Que medidas as plataformas de streaming estão tomando em relação às IAs?

 A inteligência artificial vem transformando a música ao ampliar as possibilidades criativas, mas também levanta desafios relevantes — como fraudes, clonagem de vozes e imagens, uso indevido de obras e pouca clareza sobre a origem dos conteúdos. Diante disso, a indústria fonográfica passou a adotar novas políticas e tecnologias para proteger artistas, ouvintes e o equilíbrio do ambiente digital. Plataformas como Spotify, Deezer e YouTube já estão se movimentando para enfrentar esse cenário.

No fim de setembro, o Spotify anunciou um pacote de medidas voltadas a reduzir os impactos negativos do uso de IA no setor. A iniciativa responde a preocupações crescentes, como a reprodução não autorizada de vozes, a publicação de músicas em perfis indevidos, o aumento de faixas repetitivas criadas para inflar receitas e a falta de transparência sobre o uso da tecnologia nas produções.
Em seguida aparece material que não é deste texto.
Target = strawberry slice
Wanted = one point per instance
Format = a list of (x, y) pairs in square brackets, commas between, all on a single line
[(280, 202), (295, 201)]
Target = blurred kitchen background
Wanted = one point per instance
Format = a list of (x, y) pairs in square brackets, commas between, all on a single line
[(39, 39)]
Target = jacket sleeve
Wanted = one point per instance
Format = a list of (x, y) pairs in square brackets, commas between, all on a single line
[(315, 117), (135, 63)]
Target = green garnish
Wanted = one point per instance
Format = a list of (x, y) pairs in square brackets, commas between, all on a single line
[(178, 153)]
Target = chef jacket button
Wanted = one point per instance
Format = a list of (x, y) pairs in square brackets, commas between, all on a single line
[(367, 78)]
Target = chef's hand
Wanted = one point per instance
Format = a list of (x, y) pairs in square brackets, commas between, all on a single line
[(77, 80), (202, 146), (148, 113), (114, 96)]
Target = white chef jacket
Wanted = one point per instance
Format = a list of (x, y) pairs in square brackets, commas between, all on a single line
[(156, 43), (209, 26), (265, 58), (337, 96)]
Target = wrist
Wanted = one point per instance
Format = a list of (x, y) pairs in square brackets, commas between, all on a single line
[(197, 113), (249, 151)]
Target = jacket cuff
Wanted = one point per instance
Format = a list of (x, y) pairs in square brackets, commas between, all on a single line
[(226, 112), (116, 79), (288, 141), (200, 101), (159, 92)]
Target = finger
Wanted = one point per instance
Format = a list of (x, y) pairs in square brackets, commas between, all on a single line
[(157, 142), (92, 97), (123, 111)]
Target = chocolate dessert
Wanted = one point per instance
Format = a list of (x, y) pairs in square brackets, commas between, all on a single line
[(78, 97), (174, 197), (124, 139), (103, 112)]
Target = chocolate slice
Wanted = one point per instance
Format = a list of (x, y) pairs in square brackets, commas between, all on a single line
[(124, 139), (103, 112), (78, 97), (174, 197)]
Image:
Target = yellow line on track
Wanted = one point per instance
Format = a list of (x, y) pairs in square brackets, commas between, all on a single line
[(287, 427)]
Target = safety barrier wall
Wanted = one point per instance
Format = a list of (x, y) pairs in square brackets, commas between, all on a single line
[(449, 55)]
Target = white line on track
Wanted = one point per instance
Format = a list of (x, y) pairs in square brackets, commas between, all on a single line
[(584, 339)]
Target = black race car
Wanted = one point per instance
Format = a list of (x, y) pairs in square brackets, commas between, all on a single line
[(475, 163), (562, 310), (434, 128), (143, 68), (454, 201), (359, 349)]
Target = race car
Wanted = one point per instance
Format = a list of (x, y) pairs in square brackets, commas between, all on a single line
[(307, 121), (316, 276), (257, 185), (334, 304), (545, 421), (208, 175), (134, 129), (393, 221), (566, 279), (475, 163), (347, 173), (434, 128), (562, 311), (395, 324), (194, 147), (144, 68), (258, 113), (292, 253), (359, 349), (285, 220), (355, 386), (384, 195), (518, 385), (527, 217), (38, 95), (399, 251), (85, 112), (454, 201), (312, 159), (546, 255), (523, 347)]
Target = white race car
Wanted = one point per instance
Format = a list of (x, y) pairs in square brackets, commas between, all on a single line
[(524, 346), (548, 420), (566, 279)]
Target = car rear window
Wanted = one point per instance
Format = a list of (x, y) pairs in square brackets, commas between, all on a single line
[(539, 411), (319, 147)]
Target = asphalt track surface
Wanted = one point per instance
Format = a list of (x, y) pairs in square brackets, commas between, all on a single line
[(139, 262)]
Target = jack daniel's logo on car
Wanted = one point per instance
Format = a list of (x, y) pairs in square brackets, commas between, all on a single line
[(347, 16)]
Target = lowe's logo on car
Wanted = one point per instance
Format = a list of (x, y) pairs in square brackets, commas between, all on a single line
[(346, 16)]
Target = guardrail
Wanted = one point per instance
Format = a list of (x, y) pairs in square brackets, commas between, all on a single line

O uso inadequado da IA pode gerar efeitos significativos: além de prejuízos financeiros aos artistas, há distorções em métricas de popularidade, perda de confiança por parte dos ouvintes e questionamentos sobre autoria e criatividade.

Esse movimento acompanha uma tendência já iniciada pela Deezer, que lançou um sistema capaz de identificar e sinalizar músicas geradas artificialmente. Iniciativas como essa reforçam o esforço coletivo da indústria — incluindo organizações como a Music Fights Fraud Alliance (MFFA) — para preservar a integridade do mercado musical.

Em 2023, o YouTube também estabeleceu diretrizes para o uso responsável de IA na música, comprometendo-se com a proteção de direitos autorais. A plataforma passou a exigir a identificação de conteúdos sintéticos ou manipulados (como vocais artificiais ou vídeos hiper-realistas) e determinou que materiais totalmente gerados por IA não podem ser monetizados. Além disso, assim como Apple Music e outros serviços de streaming, permite que detentores de direitos solicitem a remoção de conteúdos que violem obras ou artistas específicos.

Entre as principais ações recentes, destacam-se:

Deezer

  • Criação de ferramenta para detectar músicas geradas por IA;
  • Exclusão de faixas totalmente artificiais ou consideradas “não artísticas” (como ruídos ou sons ambientes) de recomendações e pagamentos;
  • Disponibilização dessas faixas apenas por acesso direto, com aviso claro de “conteúdo gerado por IA”.

Spotify

  • Reforço nas regras contra imitação de artistas, proibindo o uso de vozes sem autorização;
  • Ampliação de mecanismos para evitar uploads fraudulentos e associação indevida de músicas a perfis;
  • Melhoria nos processos de verificação de conteúdo, inclusive antes do lançamento;

Filtro de spam musical

  • Identificação de práticas abusivas, como uploads em massa, duplicações e manipulação de algoritmos;
  • Remoção dessas faixas das recomendações;
  • Implementação gradual para reduzir erros e acompanhar novas formas de abuso.

Transparência no uso de IA

  • Desenvolvimento de padrões de crédito (em parceria com o DDEX) para indicar como a IA foi utilizada nas músicas;
  • Exibição dessas informações nas plataformas, permitindo que o público saiba o papel da tecnologia na criação;
  • Incentivo ao uso responsável da IA, promovendo mais confiança no ecossistema musical.